Newton's 68.3 completion percentage currently ranks fourth in the NFL. That mark is by far the highest in Newton's seven-year career. Add that Newton is typically among the top quarterbacks in rushing yards and rushing touchdowns, and he becomes a difficult signal-caller to contain. At 6-5, 245 pounds, he's far from easy to bring down in the open field.
"You definitely have to stay with your man with a quarterback like this," cornerback Patrick Robinson said. "He's a big strong guy. He could be getting tackled then out of nowhere he'll just break it and rifle it 60 yards down the field so you definitely have to plaster him."
Defensive tackle Tim Jernigan has yet to play against Newton and the Panthers but knows the kind of threat the physical quarterback poses for defenses.
"It's going to be a great game. I think he's a phenomenal player. He's physically gifted. He's smart and even more than that he has a pretty good offensive line in front of him," Jernigan said. "We'll have our work cut out for us."
At the other end of the spectrum, safety Malcolm Jenkins has played Newton six times over his career. He's been able to pick off Newton twice. When asked whether he changes his strategy in tackling Newton, Jenkins didn't back down. It's what he's "paid to do."
"When a quarterback can run the ball that makes you account for all 11 defenders. So that brings your deep safeties involved as well," Jenkins said. "They do so many different things that you have to be disciplined in where you put your eyes, where you put your gaps, and always knowing who's responsible for the quarterback."

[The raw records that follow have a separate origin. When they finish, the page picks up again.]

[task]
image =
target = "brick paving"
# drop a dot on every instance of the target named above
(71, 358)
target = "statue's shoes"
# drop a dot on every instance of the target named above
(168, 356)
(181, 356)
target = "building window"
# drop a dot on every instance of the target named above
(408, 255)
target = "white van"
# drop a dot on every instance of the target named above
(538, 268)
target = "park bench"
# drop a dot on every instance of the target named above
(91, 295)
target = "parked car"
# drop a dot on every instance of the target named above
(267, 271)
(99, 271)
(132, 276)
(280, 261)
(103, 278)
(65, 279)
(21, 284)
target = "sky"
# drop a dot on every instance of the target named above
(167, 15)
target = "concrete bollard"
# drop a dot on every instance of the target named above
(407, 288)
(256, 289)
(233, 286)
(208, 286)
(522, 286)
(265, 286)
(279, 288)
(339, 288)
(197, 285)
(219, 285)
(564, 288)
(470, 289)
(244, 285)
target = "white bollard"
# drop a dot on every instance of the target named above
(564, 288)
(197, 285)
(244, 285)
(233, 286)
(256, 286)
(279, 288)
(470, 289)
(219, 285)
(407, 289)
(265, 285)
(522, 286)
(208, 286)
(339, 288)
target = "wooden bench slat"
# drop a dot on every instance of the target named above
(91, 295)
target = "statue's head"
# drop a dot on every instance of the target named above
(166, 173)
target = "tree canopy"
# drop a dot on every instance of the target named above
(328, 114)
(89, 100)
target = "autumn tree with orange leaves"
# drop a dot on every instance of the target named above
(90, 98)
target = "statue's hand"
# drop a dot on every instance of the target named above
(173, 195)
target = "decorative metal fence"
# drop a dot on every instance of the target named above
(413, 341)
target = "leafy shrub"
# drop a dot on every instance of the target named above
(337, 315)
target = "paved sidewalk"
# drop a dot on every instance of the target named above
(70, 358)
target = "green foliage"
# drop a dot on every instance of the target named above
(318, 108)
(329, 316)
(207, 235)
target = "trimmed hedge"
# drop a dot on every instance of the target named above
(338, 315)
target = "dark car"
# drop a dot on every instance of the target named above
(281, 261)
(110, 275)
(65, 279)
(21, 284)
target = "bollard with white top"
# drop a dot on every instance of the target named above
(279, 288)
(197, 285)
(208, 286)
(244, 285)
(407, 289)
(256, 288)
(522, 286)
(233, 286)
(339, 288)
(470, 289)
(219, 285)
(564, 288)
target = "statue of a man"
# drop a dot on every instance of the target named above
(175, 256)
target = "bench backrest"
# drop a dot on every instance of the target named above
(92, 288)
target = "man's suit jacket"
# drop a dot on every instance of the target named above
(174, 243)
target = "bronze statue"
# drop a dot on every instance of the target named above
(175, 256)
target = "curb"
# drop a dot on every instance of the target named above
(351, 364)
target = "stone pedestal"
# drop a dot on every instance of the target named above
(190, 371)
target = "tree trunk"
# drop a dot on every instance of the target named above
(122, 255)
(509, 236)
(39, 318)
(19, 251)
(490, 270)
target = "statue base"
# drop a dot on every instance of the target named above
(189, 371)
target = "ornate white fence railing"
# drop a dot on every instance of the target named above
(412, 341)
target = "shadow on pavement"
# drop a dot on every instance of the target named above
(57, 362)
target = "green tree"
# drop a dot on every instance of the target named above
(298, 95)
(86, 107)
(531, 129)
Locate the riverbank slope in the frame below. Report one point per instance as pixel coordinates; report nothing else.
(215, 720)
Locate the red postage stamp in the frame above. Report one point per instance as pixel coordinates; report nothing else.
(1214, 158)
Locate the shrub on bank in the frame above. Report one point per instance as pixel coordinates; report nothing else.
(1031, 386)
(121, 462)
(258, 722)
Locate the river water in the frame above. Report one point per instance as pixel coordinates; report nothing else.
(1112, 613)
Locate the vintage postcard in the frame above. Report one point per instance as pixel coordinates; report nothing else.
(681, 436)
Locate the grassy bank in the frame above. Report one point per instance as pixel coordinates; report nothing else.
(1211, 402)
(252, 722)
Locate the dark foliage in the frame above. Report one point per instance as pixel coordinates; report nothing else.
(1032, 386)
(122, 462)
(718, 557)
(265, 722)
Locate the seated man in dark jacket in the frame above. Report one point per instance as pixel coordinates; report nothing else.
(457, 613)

Like Carson Wentz, Newton is making his opponents pay on third down. He has a superior knack for extending plays and then punishing teams with a deep throw or a backbreaking first-down run. Similarly, Newton and Wentz are running the two top offenses on third-down percentage and time of possession.
Thursday night's game could come down to which team makes the fewest amount of mistakes. Against the Eagles, Newton has a history of giving the ball away. The Eagles have intercepted Newton six times and forced a fumble in the last two meetings. If the Eagles can get some pressure on Newton, they could strengthen their chances of pulling one out on the road on a short week.
"He's going to make a couple plays probably but you can't allow it to slow you down," said defensive end Chris Long. "You play your keys. You do your job within the defense but you don't play slow."